3. ‘Our data won’t be as secure as it is today’
For many years, there has been an argument that the only way to keep a company’s information secure is to store data on hard drives that are located on the company’s premises. In today’s world, having on-site data is less relevant than the security that is put into place surrounding the location. Most outsourcers have spent a great deal of money and effort in developing “hardened bunkers” for their clients. Their core expertise is ensuring that data is protected from unauthorized access and natural disasters. The security tools and hardened facilities cost more than many midsize companies could afford on their own. Therefore, moving data to hard drives protected and managed by an outsourcer can provide adequate and cost-effective security and data control.
4. ‘Service levels won’t be as good as they are today’
We often hear the argument that good IT customer service can only be available if the IT support personnel are actually on site.
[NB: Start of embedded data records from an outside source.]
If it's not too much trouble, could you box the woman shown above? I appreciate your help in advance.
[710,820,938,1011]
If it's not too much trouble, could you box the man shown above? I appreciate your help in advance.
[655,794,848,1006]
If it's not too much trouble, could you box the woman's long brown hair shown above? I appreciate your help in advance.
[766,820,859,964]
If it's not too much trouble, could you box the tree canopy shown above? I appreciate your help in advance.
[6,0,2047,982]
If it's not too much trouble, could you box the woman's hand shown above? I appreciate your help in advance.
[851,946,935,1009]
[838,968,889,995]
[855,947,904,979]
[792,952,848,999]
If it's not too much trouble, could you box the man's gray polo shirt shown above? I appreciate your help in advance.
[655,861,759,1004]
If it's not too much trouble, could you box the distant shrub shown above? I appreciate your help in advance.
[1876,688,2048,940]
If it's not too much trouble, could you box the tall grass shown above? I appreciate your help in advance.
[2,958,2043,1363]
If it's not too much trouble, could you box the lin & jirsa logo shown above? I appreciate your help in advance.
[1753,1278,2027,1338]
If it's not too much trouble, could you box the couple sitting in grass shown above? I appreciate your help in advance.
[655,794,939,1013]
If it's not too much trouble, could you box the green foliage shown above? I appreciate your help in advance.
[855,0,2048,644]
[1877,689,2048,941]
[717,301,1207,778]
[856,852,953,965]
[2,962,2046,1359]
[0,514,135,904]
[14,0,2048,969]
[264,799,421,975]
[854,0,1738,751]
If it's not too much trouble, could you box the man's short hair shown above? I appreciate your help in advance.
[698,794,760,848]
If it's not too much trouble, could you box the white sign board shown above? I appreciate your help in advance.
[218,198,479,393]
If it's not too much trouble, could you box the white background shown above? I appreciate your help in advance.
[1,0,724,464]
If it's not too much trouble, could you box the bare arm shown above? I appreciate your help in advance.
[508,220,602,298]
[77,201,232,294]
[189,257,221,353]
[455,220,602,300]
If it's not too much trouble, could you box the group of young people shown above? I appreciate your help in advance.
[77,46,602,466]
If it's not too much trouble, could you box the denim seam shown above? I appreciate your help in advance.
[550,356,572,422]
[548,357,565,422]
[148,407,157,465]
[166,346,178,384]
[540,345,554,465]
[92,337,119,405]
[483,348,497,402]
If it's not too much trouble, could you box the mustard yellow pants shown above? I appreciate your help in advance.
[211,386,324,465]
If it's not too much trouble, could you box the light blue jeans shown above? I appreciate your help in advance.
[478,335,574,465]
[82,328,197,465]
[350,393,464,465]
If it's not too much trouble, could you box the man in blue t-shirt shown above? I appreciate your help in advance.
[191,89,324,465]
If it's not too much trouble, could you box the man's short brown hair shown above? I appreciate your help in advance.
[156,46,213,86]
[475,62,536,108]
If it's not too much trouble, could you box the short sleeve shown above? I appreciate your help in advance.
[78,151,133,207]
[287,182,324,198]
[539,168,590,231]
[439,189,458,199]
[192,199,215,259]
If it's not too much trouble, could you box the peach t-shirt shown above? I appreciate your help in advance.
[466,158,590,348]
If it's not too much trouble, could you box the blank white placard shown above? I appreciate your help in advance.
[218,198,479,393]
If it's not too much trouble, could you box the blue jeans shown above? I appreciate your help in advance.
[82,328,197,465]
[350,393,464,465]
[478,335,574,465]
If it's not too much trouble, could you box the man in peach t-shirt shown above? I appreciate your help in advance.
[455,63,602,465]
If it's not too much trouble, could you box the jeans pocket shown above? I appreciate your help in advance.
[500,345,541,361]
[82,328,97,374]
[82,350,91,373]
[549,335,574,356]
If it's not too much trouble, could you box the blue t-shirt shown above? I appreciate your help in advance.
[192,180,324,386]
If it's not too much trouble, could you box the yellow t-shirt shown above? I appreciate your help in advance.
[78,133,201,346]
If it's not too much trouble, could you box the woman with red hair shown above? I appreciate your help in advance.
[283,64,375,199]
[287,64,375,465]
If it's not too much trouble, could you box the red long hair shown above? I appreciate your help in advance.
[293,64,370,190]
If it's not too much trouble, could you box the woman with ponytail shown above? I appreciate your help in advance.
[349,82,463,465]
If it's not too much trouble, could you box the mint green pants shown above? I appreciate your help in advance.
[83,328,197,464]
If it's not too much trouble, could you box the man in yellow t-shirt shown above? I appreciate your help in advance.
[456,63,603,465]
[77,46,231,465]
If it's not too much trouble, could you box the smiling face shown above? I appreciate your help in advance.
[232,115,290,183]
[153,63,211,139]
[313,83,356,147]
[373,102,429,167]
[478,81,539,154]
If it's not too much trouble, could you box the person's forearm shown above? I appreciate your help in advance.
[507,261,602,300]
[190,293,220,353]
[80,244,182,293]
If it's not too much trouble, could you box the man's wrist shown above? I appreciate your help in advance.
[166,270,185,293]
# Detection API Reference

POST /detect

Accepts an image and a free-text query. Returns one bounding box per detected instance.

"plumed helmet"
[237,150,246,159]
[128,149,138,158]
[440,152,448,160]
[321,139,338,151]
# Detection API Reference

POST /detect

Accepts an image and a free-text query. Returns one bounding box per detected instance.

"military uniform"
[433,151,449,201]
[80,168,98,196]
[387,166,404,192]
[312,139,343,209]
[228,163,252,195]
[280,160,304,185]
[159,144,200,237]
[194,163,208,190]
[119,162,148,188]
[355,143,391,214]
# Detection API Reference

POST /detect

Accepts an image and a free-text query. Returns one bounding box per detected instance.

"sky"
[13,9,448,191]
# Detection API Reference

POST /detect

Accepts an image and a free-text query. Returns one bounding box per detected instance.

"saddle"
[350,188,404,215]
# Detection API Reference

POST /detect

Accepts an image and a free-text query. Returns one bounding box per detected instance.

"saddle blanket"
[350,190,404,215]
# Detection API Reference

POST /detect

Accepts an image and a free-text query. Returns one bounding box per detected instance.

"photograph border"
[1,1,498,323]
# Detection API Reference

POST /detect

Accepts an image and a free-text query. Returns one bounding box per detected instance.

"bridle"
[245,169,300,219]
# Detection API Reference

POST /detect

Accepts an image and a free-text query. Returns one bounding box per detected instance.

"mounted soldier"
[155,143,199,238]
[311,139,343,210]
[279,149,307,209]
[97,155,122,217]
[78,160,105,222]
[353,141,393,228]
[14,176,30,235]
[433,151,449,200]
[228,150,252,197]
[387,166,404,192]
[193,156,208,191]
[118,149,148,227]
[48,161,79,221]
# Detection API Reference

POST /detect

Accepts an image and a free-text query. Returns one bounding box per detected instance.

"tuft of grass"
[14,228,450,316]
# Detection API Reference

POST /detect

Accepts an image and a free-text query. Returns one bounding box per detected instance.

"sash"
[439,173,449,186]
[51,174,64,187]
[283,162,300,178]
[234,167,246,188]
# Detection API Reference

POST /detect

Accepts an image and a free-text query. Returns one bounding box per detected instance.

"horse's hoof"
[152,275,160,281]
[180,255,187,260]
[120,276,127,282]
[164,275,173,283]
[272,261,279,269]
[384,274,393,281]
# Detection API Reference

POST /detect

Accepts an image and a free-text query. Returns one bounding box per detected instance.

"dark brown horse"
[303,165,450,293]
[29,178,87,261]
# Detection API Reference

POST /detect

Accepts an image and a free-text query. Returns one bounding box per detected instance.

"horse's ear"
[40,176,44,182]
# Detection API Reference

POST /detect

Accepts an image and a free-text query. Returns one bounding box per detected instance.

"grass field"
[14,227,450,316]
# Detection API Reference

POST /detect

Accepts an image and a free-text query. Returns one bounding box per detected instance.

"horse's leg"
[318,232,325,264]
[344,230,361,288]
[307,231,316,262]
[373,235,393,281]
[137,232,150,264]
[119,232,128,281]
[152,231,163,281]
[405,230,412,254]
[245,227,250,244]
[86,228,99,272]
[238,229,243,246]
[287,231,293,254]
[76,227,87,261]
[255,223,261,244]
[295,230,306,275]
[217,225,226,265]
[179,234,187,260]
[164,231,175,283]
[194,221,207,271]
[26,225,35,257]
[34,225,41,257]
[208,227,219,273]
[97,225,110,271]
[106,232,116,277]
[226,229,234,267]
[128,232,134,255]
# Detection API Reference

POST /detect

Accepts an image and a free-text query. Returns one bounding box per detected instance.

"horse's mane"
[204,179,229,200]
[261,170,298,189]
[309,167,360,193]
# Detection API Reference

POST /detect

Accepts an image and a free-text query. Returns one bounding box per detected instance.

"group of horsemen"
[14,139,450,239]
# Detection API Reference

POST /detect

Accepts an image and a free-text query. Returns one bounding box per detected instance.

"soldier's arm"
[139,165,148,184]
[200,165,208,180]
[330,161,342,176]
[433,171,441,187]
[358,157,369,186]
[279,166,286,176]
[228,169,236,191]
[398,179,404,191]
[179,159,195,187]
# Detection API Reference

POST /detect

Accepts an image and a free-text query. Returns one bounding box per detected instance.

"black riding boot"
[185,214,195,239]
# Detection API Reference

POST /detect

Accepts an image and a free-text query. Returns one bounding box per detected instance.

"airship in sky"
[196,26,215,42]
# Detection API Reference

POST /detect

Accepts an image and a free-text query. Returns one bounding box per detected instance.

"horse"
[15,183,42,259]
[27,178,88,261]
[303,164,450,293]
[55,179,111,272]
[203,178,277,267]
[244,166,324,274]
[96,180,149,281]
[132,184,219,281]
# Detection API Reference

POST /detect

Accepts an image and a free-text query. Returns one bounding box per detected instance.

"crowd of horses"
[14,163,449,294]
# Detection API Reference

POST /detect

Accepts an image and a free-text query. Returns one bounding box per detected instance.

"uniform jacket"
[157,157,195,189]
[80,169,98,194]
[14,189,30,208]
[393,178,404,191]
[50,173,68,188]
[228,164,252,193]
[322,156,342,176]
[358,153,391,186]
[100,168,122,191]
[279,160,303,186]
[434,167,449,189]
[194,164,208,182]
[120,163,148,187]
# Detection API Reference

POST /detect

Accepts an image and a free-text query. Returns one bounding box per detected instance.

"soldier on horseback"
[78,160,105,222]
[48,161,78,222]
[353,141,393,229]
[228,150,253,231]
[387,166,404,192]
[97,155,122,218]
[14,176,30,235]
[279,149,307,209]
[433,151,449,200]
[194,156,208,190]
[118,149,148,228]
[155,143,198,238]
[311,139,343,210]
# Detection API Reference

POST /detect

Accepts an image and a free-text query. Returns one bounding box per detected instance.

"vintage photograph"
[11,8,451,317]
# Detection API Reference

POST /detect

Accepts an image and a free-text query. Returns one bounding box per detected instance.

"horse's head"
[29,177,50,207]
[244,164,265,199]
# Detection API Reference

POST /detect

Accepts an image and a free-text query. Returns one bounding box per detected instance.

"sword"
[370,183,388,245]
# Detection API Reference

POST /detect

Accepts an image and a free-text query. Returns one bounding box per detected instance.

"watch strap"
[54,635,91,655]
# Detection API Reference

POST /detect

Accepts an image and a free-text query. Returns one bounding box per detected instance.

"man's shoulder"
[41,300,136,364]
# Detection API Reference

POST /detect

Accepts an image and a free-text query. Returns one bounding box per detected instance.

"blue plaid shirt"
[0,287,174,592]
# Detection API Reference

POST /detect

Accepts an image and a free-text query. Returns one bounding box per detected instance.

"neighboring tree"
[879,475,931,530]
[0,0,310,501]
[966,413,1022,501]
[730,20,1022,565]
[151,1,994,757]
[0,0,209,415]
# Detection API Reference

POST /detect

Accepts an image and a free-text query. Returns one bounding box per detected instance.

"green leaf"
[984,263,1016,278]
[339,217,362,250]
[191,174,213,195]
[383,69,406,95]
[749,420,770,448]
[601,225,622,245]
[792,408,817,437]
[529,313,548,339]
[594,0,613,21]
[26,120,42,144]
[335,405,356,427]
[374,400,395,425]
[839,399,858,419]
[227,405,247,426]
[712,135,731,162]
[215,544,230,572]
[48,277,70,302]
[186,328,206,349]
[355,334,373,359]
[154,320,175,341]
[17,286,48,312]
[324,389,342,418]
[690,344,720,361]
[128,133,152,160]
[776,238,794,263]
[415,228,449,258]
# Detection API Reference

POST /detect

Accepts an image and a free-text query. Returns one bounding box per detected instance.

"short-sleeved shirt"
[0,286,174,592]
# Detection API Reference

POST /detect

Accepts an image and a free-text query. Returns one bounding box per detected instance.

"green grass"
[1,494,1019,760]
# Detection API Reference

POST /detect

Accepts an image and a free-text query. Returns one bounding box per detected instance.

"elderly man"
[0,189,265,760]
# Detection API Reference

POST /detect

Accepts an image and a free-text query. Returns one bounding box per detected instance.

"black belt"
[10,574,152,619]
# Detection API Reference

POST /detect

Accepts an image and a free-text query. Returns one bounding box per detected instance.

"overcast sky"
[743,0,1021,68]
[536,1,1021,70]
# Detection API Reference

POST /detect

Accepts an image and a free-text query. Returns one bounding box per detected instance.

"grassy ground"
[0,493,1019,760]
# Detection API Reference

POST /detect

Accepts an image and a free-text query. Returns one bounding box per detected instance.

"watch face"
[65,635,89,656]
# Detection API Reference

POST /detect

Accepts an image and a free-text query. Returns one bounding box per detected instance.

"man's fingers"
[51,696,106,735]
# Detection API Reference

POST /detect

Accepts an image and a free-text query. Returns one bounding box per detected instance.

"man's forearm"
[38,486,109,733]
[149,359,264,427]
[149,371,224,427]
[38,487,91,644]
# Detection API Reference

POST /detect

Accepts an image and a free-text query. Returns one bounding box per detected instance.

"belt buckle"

With today’s access to information over the internet and the communication technologies outsourcers provide, adequate support can be provided remotely at a lower cost. Moving to a remote support model is more of a change management issue than anything else. Furthermore, a midsize company doesn’t have to pay for a variety of full-time specialists to be on staff to support the technology environment. These companies can take advantage of the economies of scale provided by the outsourcers and only pay for the services they use on an as-needed basis.
5. ‘An outsourcer can’t support our specialized applications’
This is the toughest argument facing outsourcing. Many organizations have specialized applications that need rapid IT support and therefore require a specialized help desk. While the argument to keep such IT services in-house has some validity, an outsourcer can hire and provide specialized resources just as easily as any organization can. In fact, outsourcers will often assess and hire a customer’s more skilled IT staffers to support the specialized applications, resulting in a win-win situation for everyone involved. For example, the specialized IT professionals may get more career growth and training options with the outsourcer. This results in less turnover of specialized support.
If you love IT…
Outsourcing IT is not for every company. Organizations that rely on IT capabilities as a competitive differentiator are not likely candidates. Large, well-established organizations that have already invested in world-class IT capabilities will likely find outsourcing IT to be cost-prohibitive. Since outsourced IT services come in various forms, organizations may want to carefully consider what parts of IT to outsource or keep in-house.